Pour le chrétien, l'espérance procède d'une victoire déjà là : celle de la Résurrection de Jésus, le jour de Pâques. Pourquoi alors parler d'espérance, mot qui engage le futur, pour une victoire déjà acquise ?

C'est parce que l'espérance en question consiste en la conviction que cette victoire locale (un jour d'avril, le 9, dit-on, de l'an 30) vaut pour tous, somme toute que cette «action restreinte» (Mallarmé) a une portée universelle et préfigure une résurrection à venir pour tout homme.

Il est tout à fait remarquable (et Alain Badiou l'a rehaussé dans son livre Saint Paul.

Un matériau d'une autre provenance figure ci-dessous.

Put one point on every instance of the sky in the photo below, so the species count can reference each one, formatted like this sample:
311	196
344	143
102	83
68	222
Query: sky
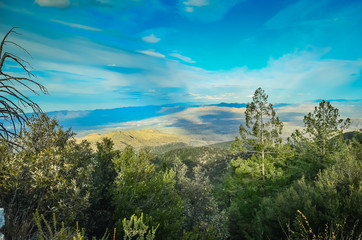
103	54
186	57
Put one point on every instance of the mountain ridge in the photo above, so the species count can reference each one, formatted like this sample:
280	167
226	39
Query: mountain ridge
141	139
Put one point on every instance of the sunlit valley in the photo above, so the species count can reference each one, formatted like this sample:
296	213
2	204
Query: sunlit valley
192	119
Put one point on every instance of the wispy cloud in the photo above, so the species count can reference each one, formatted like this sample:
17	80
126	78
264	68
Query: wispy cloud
152	52
74	25
206	10
53	3
197	3
181	57
151	39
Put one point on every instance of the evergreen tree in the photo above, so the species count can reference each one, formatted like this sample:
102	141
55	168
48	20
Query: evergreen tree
261	133
323	131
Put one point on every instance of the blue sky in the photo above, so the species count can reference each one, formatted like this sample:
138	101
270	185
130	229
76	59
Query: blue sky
103	54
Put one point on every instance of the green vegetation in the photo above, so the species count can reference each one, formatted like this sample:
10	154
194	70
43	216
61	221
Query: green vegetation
309	187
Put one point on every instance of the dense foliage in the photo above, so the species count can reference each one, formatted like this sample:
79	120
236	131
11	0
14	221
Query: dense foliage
308	187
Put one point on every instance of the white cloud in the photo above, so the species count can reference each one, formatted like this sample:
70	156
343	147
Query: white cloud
53	3
206	10
189	9
153	53
151	39
74	25
197	3
181	57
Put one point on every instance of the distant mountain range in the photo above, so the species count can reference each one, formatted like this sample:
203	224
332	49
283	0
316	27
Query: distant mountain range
143	138
211	123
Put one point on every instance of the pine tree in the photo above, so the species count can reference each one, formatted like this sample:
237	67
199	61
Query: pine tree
262	128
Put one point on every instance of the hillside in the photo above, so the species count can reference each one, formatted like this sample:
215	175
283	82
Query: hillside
143	138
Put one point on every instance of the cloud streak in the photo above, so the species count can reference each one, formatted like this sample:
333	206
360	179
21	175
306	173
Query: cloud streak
75	25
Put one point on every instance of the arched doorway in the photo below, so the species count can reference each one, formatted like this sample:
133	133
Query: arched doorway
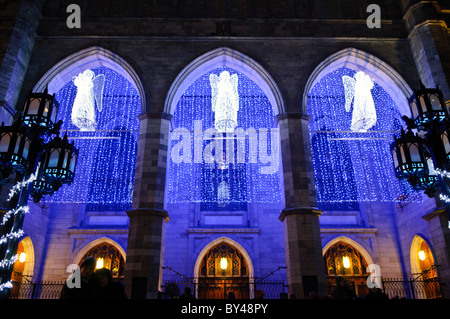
107	256
343	260
424	269
223	269
23	266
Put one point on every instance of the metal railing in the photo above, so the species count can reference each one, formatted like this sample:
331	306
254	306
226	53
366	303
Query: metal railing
412	288
36	290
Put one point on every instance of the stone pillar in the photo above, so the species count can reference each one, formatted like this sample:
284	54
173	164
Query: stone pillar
145	249
303	246
440	237
20	20
430	44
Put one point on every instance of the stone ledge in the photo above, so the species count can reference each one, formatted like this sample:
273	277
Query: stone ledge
348	230
434	213
299	211
94	230
223	230
149	211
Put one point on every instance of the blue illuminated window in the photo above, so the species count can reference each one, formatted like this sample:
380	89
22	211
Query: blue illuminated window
201	182
351	167
104	175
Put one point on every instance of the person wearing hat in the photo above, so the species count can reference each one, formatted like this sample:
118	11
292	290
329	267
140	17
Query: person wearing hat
86	289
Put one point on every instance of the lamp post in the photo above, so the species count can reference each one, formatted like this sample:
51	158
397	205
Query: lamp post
42	162
422	154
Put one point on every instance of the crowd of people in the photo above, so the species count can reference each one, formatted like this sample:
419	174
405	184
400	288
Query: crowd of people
99	284
94	284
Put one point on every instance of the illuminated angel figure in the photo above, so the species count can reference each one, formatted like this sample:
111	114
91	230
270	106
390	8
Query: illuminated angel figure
89	92
223	193
358	89
225	101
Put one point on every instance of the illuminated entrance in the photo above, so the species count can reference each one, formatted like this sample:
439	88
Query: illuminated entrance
223	268
223	273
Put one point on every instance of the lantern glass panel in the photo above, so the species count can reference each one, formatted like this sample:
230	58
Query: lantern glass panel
435	102
415	154
4	143
423	104
54	158
430	165
54	112
394	157
402	153
66	158
73	163
17	146
414	108
33	108
47	108
26	149
446	143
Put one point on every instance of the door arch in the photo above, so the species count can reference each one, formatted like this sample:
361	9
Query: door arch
223	267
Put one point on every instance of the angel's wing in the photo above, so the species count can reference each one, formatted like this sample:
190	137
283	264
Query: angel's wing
234	83
99	83
349	88
213	80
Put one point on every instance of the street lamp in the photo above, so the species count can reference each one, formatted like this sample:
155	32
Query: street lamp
422	153
42	162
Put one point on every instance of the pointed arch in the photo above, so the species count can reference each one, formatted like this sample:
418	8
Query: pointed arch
63	72
28	247
229	241
358	60
98	241
351	242
413	255
224	57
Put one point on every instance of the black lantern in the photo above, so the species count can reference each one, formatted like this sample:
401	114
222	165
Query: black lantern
427	105
14	148
409	158
40	188
59	162
445	139
40	109
429	183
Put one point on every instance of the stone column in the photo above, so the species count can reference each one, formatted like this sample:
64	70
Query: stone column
303	246
145	250
20	20
440	237
429	40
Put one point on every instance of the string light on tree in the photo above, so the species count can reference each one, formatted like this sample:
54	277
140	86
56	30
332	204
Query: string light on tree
107	155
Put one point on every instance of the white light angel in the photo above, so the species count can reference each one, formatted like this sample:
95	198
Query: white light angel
225	101
358	88
89	92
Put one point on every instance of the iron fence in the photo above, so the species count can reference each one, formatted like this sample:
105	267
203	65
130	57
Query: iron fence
36	290
272	289
412	288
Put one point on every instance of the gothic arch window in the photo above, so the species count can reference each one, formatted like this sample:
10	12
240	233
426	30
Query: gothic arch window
107	256
104	177
357	144
227	182
342	259
422	259
223	260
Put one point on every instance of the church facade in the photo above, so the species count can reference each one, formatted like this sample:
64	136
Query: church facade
232	145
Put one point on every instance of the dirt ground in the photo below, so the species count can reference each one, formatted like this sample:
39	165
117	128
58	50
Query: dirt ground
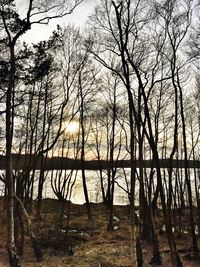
89	243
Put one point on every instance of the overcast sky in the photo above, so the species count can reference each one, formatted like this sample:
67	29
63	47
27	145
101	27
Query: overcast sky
42	32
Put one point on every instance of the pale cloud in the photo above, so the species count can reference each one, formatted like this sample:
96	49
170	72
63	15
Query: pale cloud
42	32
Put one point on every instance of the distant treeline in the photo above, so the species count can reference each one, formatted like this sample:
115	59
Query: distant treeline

La fondation de l'universalisme) que cette espérance procède d'une victoire déjà acquise et non pas à venir, qu'espérer ne consiste donc pas, pour qui est plongé dans une sinistre série de défaites, à croire qu'une victoire va enfin rendre justice à la ténacité de son combat présent. Espérer ne revient pas à attendre du futur une victoire qui n'arriverait pas à se dessiner en un présent sourd et sombre. L'espérance ne s'établit pas sur fond d'obscurité, mais sur horizon d'une lumière que procure une première victoire déjà là. C'est à ce titre que l'espérance ne trompe pas : elle est fondée au présent en un acquis, en un premier «pas gagné» (Rimbaud) que rien, sauf le désastre subjectif d'un reniement ultérieur, ne pourrait effacer.


Certes, cette première et décisive victoire locale peut toujours être contestée. On peut réfuter l'effectivité de la Résurrection de Jésus : somme toute, les pèlerins d'Emmaüs n'ont d'abord pas reconnu le Jésus qu'ils venaient pourtant de quitter quelques jours plus tôt à Jérusalem, et ce n'est sûrement pas que Jésus s'amusât désormais à se déguiser ; ce n'est pas non plus que ces hommes fussent devenus stupides au point de ne pouvoir reconnaître le visage et la voix d'un ami ; c'est plutôt que la Résurrection ouvre à un devenir générique de Jésus : à son assomption en homme quelconque, en «homme sans qualités», en jardinier pour Marie de Magdala, en marcheur anonyme pour nos deux pèlerins, en badaud indistinct de la pêche de Pierre au bord du lac de Tibériade ; bref, la Résurrection de Jésus matérialise dans son nouveau «corps» (qui n'est pas un cadavre réanimé) son devenir-humanité selon une figure incognito qui n'est plus reconnaissable qu'à ses gestes, à sa dynamique donc plutôt qu'à sa plastique.

La contrepartie, c'est bien sûr la possibilité d'une non-reconnaissance de Jésus en cette nouvelle figure générique. Une décision se trouve désormais à prendre concernant non le futur («les lendemains chanteront-ils et porteront-ils justice au sombre temps présent ?»), mais le présent, ce présent en situation de tout un chacun : «y a-t-il ou n'y a-t-il pas en ce présent même l'attestation d'une première victoire, locale et non pas générale, d'un premier pas gagné qu'il s'agit désormais de tenir, c'est-à-dire d'universaliser, d'une action restreinte victorieuse à laquelle conférer désormais sa véritable portée ?»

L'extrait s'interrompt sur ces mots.